During the President's recent visit to Honolulu, Mr. Johnson joined him for a round on the links. It was their third golf outing together since President Clinton took office in 1992.

But Mr. Johnson did not press the industry's case for repeal of the Glass-Steagall Act or any other initiative.

"When the President is playing golf, he uses it as an opportunity to relax and clear his head," Mr. Johnson said. "He doesn't want to talk about politics, world events, or most certainly banking legislation."

Mr. Johnson credited his close ties to Hawaii Gov. Benjamin J. Cayetano for the golf invites.

"They've been friends for years, since the President was governor of Arkansas," Mr. Johnson said. "I've been fortunate to be included the last few times they've played."

Also playing the round were former Hawaii Gov. John D. Waihee III and Adm. Joseph W. Prueher of the Pacific U.S. Command.

Crosstown rival First Hawaiian Bank chairman Walter A. Dods Jr. was not invited, which is a bit surprising considering he's president of the American Bankers Association and a major Democratic supporter. His office said Mr. Dods was out of town during the President's visit.

Mr. Johnson said President Clinton's game has steadily improved over the last three years. "When he connects with his great Big Bertha driver, he can put the ball out in excess of 300 yards. He can really tag it."
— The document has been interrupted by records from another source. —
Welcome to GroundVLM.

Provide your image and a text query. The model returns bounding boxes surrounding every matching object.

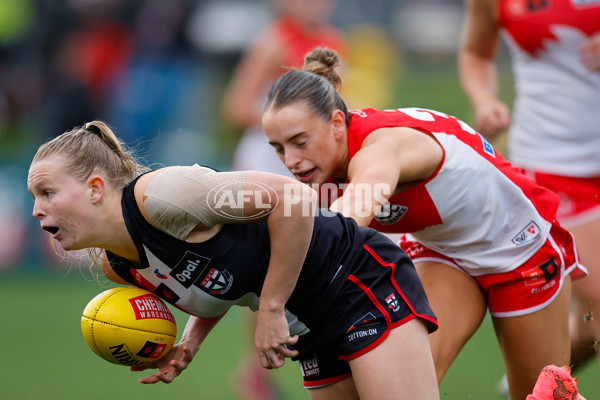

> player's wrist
[472,91,498,108]
[179,338,202,355]
[258,299,286,314]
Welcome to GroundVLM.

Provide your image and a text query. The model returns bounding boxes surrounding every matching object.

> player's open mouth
[295,168,316,182]
[43,226,59,237]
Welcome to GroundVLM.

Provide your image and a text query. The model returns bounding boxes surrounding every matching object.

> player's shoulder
[134,165,217,201]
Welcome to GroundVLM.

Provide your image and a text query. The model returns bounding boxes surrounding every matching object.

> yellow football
[81,287,177,367]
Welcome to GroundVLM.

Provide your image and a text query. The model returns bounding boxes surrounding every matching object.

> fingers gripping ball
[81,287,177,367]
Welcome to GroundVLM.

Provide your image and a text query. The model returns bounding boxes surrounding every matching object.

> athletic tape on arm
[143,165,247,240]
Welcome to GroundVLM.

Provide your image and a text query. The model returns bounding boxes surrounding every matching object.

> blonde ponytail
[32,120,148,190]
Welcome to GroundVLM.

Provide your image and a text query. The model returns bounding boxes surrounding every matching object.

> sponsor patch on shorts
[512,221,541,246]
[300,354,320,378]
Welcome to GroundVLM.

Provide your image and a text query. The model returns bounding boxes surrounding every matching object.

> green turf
[1,271,598,400]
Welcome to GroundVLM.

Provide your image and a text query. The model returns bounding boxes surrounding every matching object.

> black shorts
[294,236,438,388]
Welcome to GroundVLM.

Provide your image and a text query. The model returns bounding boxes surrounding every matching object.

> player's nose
[284,149,302,169]
[32,200,46,220]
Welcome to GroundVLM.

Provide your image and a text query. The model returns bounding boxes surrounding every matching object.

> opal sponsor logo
[170,252,210,288]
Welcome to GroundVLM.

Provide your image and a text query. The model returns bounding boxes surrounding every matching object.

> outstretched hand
[130,342,196,384]
[255,308,299,369]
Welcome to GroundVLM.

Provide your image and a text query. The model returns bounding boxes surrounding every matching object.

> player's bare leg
[349,319,439,400]
[493,277,572,400]
[415,261,487,383]
[570,301,597,371]
[569,217,600,370]
[308,320,439,400]
[307,376,360,400]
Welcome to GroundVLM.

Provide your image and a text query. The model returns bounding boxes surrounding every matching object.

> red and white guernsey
[498,0,600,176]
[346,107,561,276]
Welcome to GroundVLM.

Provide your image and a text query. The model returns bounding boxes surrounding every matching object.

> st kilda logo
[199,268,233,295]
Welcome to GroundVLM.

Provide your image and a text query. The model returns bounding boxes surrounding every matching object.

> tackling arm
[243,171,317,369]
[329,127,442,227]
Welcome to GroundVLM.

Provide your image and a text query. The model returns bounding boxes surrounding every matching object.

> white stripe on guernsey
[142,245,311,336]
[330,265,343,283]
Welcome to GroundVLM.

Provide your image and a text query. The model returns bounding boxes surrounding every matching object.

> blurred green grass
[2,271,598,400]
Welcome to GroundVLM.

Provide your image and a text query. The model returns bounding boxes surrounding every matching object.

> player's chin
[58,235,87,252]
[310,176,328,189]
[57,240,79,252]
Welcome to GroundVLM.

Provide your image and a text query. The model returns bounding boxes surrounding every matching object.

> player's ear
[88,175,105,204]
[331,109,346,140]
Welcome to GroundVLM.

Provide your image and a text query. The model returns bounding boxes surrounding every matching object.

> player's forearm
[179,314,225,353]
[329,180,393,228]
[329,194,374,227]
[458,50,500,107]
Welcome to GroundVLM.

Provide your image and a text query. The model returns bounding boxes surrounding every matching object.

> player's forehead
[266,102,314,122]
[27,157,69,189]
[265,104,322,137]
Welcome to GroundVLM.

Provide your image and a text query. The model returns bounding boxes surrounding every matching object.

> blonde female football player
[28,120,439,399]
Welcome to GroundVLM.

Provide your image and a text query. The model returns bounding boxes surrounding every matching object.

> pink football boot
[526,365,586,400]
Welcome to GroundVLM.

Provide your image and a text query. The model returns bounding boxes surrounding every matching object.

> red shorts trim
[519,168,600,227]
[400,225,587,317]
[339,273,392,362]
[303,374,352,389]
[364,244,439,329]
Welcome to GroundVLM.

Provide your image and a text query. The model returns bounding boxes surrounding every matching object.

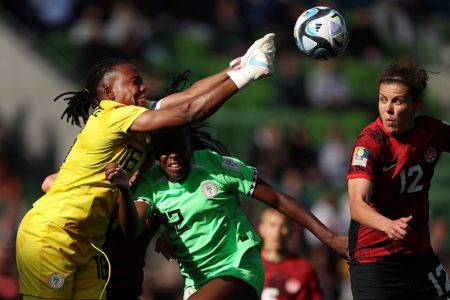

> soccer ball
[293,6,349,60]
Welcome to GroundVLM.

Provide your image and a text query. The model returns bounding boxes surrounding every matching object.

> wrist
[227,66,256,89]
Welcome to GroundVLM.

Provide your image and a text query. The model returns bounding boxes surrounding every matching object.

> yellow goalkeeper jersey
[33,100,147,239]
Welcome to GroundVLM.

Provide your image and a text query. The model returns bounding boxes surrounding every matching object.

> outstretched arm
[348,178,412,240]
[130,33,276,133]
[253,178,349,260]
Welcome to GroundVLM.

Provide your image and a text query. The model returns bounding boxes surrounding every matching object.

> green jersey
[133,149,263,295]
Ousted National Credit Union Administration Director Robert Swan on Friday lost his legal battle to be reinstated.

The U.S. Court of Appeals for the District of Columbia ruled that the White House had the authority to remove Mr. Swan after his term ended in August. The court also ruled that the appointment of Mr. Swan's replacement, banking lawyer Yolanda T. Wheat, was legal.
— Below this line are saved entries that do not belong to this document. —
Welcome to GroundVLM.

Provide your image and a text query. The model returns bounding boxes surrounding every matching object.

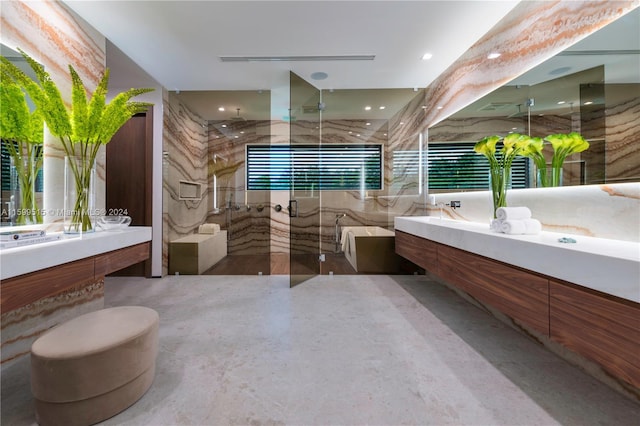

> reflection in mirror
[0,45,44,226]
[427,8,639,191]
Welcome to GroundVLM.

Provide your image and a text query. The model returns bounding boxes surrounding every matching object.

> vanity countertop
[394,216,640,303]
[0,227,152,280]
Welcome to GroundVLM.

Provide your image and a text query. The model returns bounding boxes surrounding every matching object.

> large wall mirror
[0,44,44,227]
[428,7,639,191]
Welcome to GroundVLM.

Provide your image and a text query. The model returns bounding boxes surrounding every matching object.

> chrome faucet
[335,213,347,253]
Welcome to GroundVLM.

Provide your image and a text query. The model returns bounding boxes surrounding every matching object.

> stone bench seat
[30,306,159,426]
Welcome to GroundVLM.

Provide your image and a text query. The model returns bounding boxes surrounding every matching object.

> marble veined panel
[606,85,640,182]
[0,280,104,367]
[422,1,638,130]
[163,95,209,251]
[427,183,640,243]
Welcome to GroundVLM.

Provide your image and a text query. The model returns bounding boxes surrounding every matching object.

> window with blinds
[393,142,530,191]
[246,144,383,191]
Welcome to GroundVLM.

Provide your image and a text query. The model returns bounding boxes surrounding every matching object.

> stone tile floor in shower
[2,274,639,425]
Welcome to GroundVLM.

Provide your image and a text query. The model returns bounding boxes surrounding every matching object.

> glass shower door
[289,72,321,287]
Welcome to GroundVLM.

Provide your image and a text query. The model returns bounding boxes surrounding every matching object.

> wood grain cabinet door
[550,280,640,389]
[438,244,550,336]
[395,231,438,273]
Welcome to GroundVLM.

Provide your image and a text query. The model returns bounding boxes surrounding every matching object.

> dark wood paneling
[1,258,96,313]
[94,242,151,277]
[550,280,640,389]
[106,111,153,277]
[438,244,549,336]
[395,231,438,272]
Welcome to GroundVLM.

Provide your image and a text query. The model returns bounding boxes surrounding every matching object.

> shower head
[231,108,246,121]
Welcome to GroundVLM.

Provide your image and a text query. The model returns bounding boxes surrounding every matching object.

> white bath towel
[501,220,527,235]
[490,219,503,233]
[501,218,542,235]
[496,206,532,221]
[198,223,220,234]
[523,218,542,235]
[341,227,352,253]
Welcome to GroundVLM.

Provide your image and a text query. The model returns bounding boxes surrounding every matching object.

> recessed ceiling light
[437,106,443,110]
[221,124,227,128]
[584,101,593,105]
[557,101,566,105]
[487,52,501,59]
[366,122,371,126]
[421,53,433,60]
[218,107,225,112]
[379,106,386,110]
[311,71,328,80]
[364,106,372,111]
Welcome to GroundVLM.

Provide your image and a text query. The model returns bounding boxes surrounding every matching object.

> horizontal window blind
[393,142,529,190]
[428,142,529,190]
[247,144,382,191]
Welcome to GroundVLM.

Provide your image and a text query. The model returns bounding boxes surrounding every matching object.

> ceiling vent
[478,102,514,112]
[220,55,375,62]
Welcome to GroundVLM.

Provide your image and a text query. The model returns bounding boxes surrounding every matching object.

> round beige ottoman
[30,306,159,426]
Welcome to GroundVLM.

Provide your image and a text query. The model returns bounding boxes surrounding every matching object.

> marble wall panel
[206,120,272,256]
[421,1,638,131]
[606,84,640,182]
[428,182,640,242]
[162,93,209,273]
[1,280,104,369]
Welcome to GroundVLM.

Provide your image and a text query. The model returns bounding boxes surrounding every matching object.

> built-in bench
[169,230,227,275]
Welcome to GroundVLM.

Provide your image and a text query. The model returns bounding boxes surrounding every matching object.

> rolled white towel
[501,220,527,235]
[341,227,352,253]
[501,218,542,235]
[523,218,542,235]
[496,206,532,221]
[490,219,503,233]
[198,223,220,234]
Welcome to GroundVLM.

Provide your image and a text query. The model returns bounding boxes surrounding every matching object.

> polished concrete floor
[2,273,639,425]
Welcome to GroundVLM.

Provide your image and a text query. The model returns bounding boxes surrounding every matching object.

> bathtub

Mr. Swan sued President Clinton in April, claiming that the administration has no authority to remove board members of independent agencies.


Comptroller of the Currency Eugene A. Ludwig went to Capitol Hill last week to soft-pedal his agency's plans to let banks enter new businesses through subsidiaries.
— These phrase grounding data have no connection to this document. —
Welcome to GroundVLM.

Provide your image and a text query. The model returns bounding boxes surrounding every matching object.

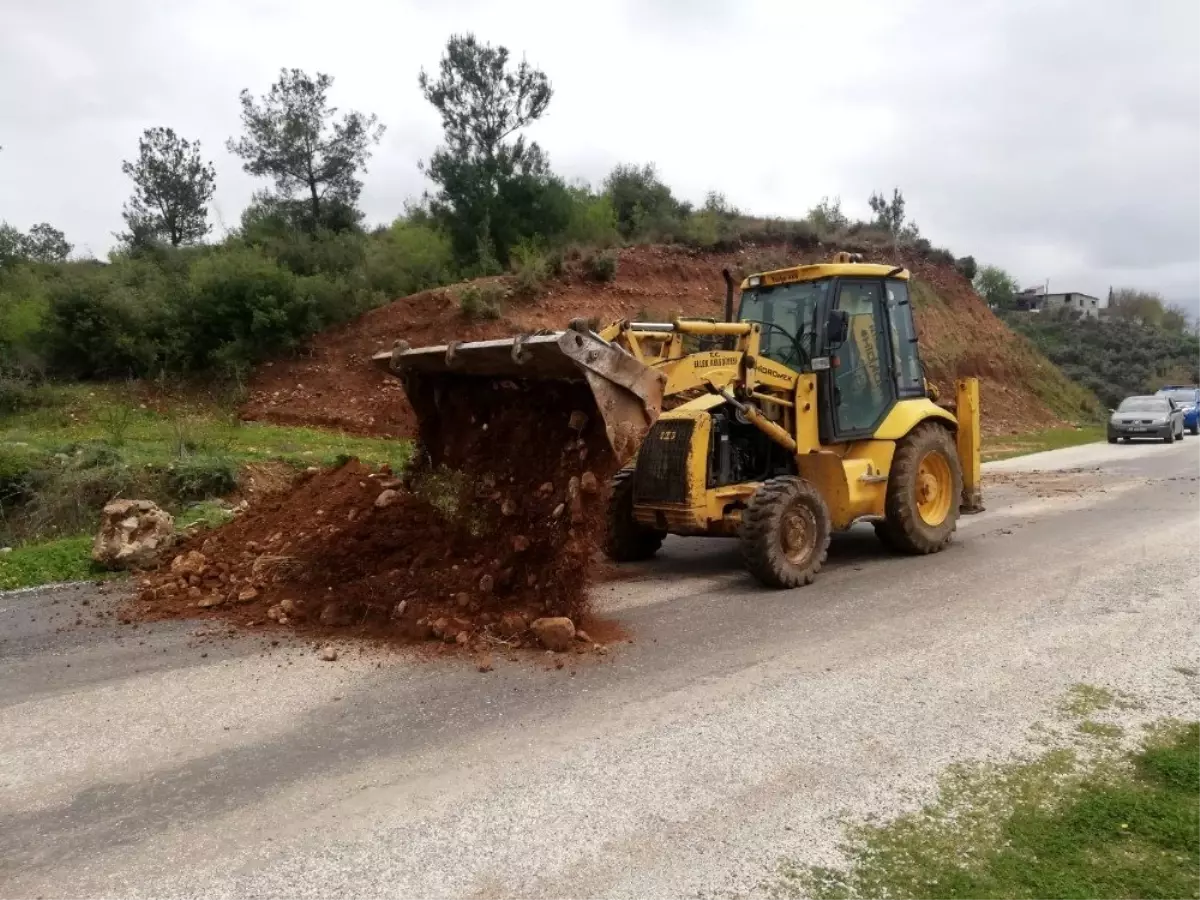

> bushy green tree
[420,34,566,266]
[1109,288,1166,327]
[603,163,685,239]
[1,223,72,265]
[121,127,216,247]
[868,188,919,242]
[973,265,1020,309]
[805,195,848,234]
[1161,304,1190,334]
[228,69,384,233]
[23,224,72,263]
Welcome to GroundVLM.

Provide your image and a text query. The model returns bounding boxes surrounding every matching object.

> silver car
[1107,395,1186,444]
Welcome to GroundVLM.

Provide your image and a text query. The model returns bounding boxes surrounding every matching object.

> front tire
[604,468,665,562]
[876,422,963,554]
[1165,428,1175,444]
[740,477,831,588]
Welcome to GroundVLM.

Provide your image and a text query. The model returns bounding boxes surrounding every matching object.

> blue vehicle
[1156,385,1200,435]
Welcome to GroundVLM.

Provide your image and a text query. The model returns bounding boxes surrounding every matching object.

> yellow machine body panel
[873,397,957,440]
[741,262,910,290]
[631,398,957,535]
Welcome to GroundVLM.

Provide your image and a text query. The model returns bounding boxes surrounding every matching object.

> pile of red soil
[127,379,620,653]
[240,243,1071,441]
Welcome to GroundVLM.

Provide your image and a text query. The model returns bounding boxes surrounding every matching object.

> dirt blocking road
[1,440,1197,898]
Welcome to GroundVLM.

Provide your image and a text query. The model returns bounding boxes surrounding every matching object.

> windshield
[1163,389,1197,405]
[1118,397,1169,412]
[738,280,830,370]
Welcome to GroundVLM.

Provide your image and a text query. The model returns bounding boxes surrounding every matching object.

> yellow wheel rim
[916,450,953,526]
[781,503,817,566]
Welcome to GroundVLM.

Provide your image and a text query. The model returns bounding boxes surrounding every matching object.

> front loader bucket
[373,326,666,467]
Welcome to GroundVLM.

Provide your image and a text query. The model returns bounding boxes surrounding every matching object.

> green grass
[1,384,412,590]
[771,721,1199,900]
[0,383,410,471]
[0,535,111,590]
[983,425,1106,462]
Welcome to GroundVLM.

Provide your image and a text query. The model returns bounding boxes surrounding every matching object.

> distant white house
[1013,288,1106,319]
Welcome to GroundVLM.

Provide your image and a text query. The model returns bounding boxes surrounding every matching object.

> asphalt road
[2,440,1197,898]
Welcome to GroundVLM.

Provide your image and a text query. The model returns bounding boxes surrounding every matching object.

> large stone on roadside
[92,500,176,570]
[530,616,576,652]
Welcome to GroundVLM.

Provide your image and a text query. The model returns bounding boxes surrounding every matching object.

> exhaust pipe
[722,268,737,350]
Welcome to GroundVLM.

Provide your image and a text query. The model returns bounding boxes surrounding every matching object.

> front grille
[633,420,694,504]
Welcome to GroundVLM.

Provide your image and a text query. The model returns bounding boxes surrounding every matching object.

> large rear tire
[740,476,831,588]
[604,468,665,562]
[876,422,963,554]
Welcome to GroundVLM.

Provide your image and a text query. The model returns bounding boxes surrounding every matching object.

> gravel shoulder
[1,441,1197,898]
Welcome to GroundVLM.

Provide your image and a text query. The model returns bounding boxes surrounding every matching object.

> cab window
[738,280,829,370]
[833,280,889,432]
[885,281,924,396]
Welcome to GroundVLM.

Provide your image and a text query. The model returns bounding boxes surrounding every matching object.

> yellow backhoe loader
[375,253,982,588]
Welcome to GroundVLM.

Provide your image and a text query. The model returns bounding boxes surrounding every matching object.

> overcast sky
[2,0,1198,311]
He only made it to the House side, however, as Senate Banking Committee Chairman Alfonse M. D'Amato didn't return his calls. House Banking Committee Chairman Jim Leach not only agreed to meet, but has held his oft- sharp tongue, saying he plans to keep an open mind on the new rule. Sen. D'Amato, on the other hand, blasted the OCC's decision.


Housing and Urban Development Secretary Henry G. Cisneros is calling it quits. Political and industry leaders praised his tenure, which included an increased focus on fair-lending and homeownership.

"Thanks to his leadership ... more low- and moderate-income families than ever before are able to achieve the American dream of homeownership," said Angelo R. Mozilo, chairman and chief executive officer of Countrywide Home Loans Inc.

Mr. Cisneros plans to remain on the job until President Clinton is inaugurated.